I’m a good information organizer but not so great at things.
Along comes my friend Elisabeth, who pitches herself as an organizational top and volunteered to help me sort my new craft area. It was a really incredible process! She was so kind! So many of those TV shows about organization start with someone mean about people’s stuff. But Elisabeth was gentle. Between our time together in my craft area and my bathroom I learned a lot about simple steps to home organization from Elisabeth and I wanted to share them with my readers who are not organizationally-inclined.
1. Take all the stuff you need to organize out, and separate like with like.
For my crafts we started with what project they created (all hair bling stuff went together, knitting stuff went together, etc…), then subsections based on what part of the project they work for. So hair bling flowers are in a bag together, hair bling backings are together, feathers have a shoe box.
For the bathroom we just pulled things out of boxes and saw the categories, even though I couldn’t think of them until we started pulling them out. Like medicine, hair accessories, lotion, nail stuff, etc…
2. Start putting stuff together and find spots that make sense, and containers that make sense.
I really believed that I had to get special matchy matchy organizational boxes or whatever to really succeed at this project. I didn’t. Elisabeth said very distinctly “Don’t wait to have the ‘right’ sorting mechanisms. So, I just used what I had and it seems to work great. In fact, I have this huge surplus of these great purple re-usable shopping bags I made as merch once but didn’t sell even half of them. So those are quite handy, and don’t look bad.

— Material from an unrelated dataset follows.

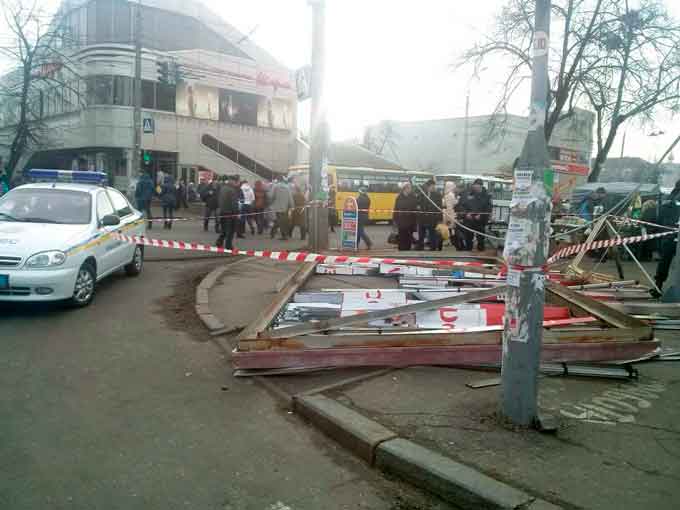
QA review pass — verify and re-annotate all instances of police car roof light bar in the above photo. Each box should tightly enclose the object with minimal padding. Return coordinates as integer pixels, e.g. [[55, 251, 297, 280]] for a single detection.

I also used a lot of vases and tiny glass bottles and previous organizing craft caddies I already had.
I also have noticed in the bathroom already there’s a section of stuff that could use a different kind of container, so I’m going to keep my eyes peeled for a basket or something cool during my thrifting adventures.
3. Save the micro projects for later.
There’s a few little things I need to consolidate further, but not getting bogged down in the micro projects meant we could finish sooner.
I dislike cleaning, so to make it more fun I wear a cute apron. This oil cloth apron is water proof and is a cute vintage style. Also, I believe in cute baskets for organizing, like Baby Girl Chicken (tea, duh) and a stereo for music while cleaning. Shout out to Bklyn Boihood calendar!
4. Be gentle, loving and willing.
Elisabeth was so sweet and loving during the whole project. It was nice to have conversations about items. I was very willing to take her direction (and, in fact, really needed direction, even if it was heading somewhere I was already inclined) and willing to let go of stuff that didn’t make sense.
Being gentle meant I could be flexible with the space. Sometimes sorting things helped the space take shape around where things needed to go. It felt pretty amazing and freeing.
5. Use the Buddy System.
Elisabeth said I really just needed to invite friends over to do this work with me. It was quite nice to share the experience, talk about my stuff on the outside instead of relying on my inner process which is often clouded by a critic who is hard to ignore, especially when doing something daunting.
It was also lovely to catch-up with a friend! And we discovered in my archives box that we had the same Day/Night journal from 1999. She said she had struggled with how to use the two sides of the journal. I totally used one side for day-to-day journaling and the other side for BAD poetry.
So that’s it! I’m no design blogger, but I hope these tips are helpful to folks like me who always want their presents to look Martha Stewart fancy but more often than not use the store’s bag and tissue as the wrapping. My life is going to always be a work in progress. But this progress feels so significant and I celebrate that the progress is where the living happens.